• West Nile virus has sickened at least two people in New York City this summer.
  • City health officials have detected a record number of infected mosquitoes spreading the virus.
  • Most people infected with WNV don't get sick, but older folks have a higher risk of severe illness.

Two people in New York City have been hospitalized with West Nile virus, a disease that can cause life-threatening swelling in and around the brain.

The city health department announced the hospitalizations Tuesday, adding that a record number of New York City mosquitoes have tested positive for West Nile virus in recent weeks. Health officials did not elaborate on the patients' conditions, but stated that one case is located in Brooklyn and the other is in Queens.

West Nile virus, which has killed at least four people this year, is the most common mosquito-borne disease in the US, according to the Centers for Disease Control and Prevention. Many people are bitten by infected mosquitoes and never get sick, but in some cases, the virus can cause life-threatening swelling in and around the brain. 

In New York City, West Nile virus activity is rising across all five boroughs, with a total of 1,068 positive mosquito pools (i.e. a bunch of mosquitoes tested as a group) compared to 779 positive pools at this time last year.

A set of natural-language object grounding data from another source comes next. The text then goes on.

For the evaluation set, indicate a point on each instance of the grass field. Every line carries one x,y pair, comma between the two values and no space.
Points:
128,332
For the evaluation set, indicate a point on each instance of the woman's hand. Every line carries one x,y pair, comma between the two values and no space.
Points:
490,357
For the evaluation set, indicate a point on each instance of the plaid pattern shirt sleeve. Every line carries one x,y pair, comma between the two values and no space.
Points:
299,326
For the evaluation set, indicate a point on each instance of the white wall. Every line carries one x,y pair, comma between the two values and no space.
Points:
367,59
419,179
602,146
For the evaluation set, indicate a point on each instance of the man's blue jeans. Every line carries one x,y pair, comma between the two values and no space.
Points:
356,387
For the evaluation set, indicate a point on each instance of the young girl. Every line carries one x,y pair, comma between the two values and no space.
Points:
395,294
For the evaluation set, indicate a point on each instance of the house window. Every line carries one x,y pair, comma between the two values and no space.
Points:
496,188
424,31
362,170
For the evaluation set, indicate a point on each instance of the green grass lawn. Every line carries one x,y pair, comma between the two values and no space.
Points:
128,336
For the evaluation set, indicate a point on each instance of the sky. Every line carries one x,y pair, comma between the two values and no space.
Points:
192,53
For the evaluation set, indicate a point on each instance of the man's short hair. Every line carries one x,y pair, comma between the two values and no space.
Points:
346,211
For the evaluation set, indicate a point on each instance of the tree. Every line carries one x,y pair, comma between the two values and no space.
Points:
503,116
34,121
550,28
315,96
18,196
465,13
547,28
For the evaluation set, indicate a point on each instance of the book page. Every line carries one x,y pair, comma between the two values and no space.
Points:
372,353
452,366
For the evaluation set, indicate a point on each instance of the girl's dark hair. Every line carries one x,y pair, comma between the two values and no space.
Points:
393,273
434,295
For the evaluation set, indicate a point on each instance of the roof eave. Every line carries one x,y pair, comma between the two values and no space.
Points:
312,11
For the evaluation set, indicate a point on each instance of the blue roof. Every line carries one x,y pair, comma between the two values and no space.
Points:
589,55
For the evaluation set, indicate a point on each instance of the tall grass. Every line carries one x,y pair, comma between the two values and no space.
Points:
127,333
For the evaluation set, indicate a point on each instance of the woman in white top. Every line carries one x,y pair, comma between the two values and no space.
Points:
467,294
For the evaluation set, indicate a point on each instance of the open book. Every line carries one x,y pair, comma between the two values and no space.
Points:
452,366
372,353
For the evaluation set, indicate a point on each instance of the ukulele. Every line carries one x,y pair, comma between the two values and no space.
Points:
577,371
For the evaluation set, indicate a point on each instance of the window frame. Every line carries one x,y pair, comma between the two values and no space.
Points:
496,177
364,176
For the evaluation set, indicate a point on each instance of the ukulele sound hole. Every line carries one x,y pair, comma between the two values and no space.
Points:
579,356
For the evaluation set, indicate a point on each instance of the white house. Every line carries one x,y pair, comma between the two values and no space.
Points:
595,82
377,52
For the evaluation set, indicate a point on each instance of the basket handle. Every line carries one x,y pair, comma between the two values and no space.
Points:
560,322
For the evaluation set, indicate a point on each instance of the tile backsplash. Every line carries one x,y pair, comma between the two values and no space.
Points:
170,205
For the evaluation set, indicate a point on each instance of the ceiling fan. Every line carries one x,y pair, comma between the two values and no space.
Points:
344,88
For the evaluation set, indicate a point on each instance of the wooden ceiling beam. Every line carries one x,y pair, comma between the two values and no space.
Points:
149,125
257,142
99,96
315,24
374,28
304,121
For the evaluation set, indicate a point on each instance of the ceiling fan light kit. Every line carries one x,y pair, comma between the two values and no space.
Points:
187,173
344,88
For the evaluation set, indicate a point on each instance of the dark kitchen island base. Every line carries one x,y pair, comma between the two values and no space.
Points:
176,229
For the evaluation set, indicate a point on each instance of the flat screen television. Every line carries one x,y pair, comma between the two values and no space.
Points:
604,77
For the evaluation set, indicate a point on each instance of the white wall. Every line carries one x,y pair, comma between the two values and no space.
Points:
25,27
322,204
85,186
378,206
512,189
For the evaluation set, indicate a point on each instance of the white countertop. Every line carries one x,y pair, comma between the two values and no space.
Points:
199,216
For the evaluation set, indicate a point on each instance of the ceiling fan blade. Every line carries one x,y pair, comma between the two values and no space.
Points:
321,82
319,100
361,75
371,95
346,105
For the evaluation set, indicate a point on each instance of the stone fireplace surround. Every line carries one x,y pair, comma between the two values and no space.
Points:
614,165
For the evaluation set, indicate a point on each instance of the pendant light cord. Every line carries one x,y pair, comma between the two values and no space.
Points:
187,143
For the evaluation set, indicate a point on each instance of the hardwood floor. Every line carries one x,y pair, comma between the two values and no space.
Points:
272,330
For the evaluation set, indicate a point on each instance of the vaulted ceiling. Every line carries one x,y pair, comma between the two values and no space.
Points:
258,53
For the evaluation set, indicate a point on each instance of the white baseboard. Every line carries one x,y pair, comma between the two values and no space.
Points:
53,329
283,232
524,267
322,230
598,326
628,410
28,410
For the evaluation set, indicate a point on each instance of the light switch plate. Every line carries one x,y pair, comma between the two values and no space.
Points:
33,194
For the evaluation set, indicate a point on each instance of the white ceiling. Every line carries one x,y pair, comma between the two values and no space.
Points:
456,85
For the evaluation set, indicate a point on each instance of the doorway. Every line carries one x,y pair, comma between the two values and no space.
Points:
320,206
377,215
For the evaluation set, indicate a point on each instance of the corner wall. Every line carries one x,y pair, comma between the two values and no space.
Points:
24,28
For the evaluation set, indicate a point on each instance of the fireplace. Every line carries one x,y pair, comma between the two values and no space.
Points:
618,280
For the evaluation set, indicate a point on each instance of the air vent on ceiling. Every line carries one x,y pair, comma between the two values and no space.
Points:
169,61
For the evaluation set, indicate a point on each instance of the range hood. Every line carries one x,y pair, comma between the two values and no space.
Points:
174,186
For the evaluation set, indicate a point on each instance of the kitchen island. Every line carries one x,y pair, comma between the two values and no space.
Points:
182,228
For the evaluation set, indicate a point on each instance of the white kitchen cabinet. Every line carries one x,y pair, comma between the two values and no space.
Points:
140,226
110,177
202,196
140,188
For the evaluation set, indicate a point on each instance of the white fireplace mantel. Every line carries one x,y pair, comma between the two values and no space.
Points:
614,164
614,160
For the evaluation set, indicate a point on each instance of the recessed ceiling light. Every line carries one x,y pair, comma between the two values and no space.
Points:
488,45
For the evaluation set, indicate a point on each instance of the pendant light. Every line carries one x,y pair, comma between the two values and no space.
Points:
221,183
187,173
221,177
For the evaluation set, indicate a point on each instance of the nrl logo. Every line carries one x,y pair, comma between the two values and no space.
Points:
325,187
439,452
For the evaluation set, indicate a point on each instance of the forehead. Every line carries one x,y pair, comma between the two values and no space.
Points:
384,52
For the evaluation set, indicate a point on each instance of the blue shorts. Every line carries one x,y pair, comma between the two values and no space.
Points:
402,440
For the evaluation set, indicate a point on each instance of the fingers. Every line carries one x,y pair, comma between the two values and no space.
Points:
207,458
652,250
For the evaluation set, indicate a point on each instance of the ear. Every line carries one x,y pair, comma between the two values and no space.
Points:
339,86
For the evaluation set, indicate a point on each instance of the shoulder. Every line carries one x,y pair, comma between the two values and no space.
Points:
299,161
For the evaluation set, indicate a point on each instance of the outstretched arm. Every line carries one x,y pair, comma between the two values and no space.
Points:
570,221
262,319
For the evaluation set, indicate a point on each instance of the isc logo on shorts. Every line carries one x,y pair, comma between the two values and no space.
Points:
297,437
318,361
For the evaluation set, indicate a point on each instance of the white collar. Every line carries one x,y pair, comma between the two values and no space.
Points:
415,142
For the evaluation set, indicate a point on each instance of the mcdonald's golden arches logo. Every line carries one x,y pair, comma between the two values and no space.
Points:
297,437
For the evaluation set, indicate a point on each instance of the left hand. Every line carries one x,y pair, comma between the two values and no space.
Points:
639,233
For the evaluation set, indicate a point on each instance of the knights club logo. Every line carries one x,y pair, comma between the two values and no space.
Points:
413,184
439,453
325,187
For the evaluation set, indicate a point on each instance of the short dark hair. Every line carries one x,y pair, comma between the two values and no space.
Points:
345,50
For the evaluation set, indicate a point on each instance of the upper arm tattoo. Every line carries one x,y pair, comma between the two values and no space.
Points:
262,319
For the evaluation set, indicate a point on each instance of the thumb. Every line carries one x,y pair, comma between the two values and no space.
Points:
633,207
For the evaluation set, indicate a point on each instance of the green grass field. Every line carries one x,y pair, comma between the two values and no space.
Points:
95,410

There might be a greater number of mosquitoes active in New York City this summer, too — an average of 77 mosquitoes were caught in each trap per day, compared to 75 mosquitos per trap per day during the same testing period in 2021.

Mosquito season in New York typically spans from July to October, with peak activity happening in August and September. As mosquitoes continue to pose a threat of disease, health officials recommend taking steps to avoid getting bitten.

Symptoms of West Nile virus include fever and altered mental state

People who are older than 60 and those with weakened immune systems should take extra care to avoid mosquito bites, as they have a higher risk of severe West Nile virus disease.

According to the CDC, about 1 in 150 people infected with West Nile virus go on to develop severe illness affecting the brain or spinal cord — for folks aged 60 and older, that rate is three times higher.

While older people have a greater risk of developing symptoms like muscle weakness, altered mental status, or even paralysis or death, anyone can experience West Nile virus disease. About one in five people infected report fever, muscle aches, and fatigue that can last for weeks or months.

Wear an EPA-registered insect repellent

Most New Yorkers who are diagnosed with West Nile virus disease report that they did not use insect repellent or take other precautions to prevent mosquito bites, according to state health officials. 

"We are in the height of West Nile virus season, but there are things you can do to decrease your risk of being bitten," Health Commissioner Dr. Ashwin Vasan said in the news release.

New York City health officials recommend using an EPA-registered insect repellent and wearing long sleeves and pants to prevent mosquito bites, especially when spending time outside at dusk and dawn.

Additionally, empty out any standing water where mosquitoes can breed, or call 311 if you see standing water that you cannot empty, the city health commissioner said.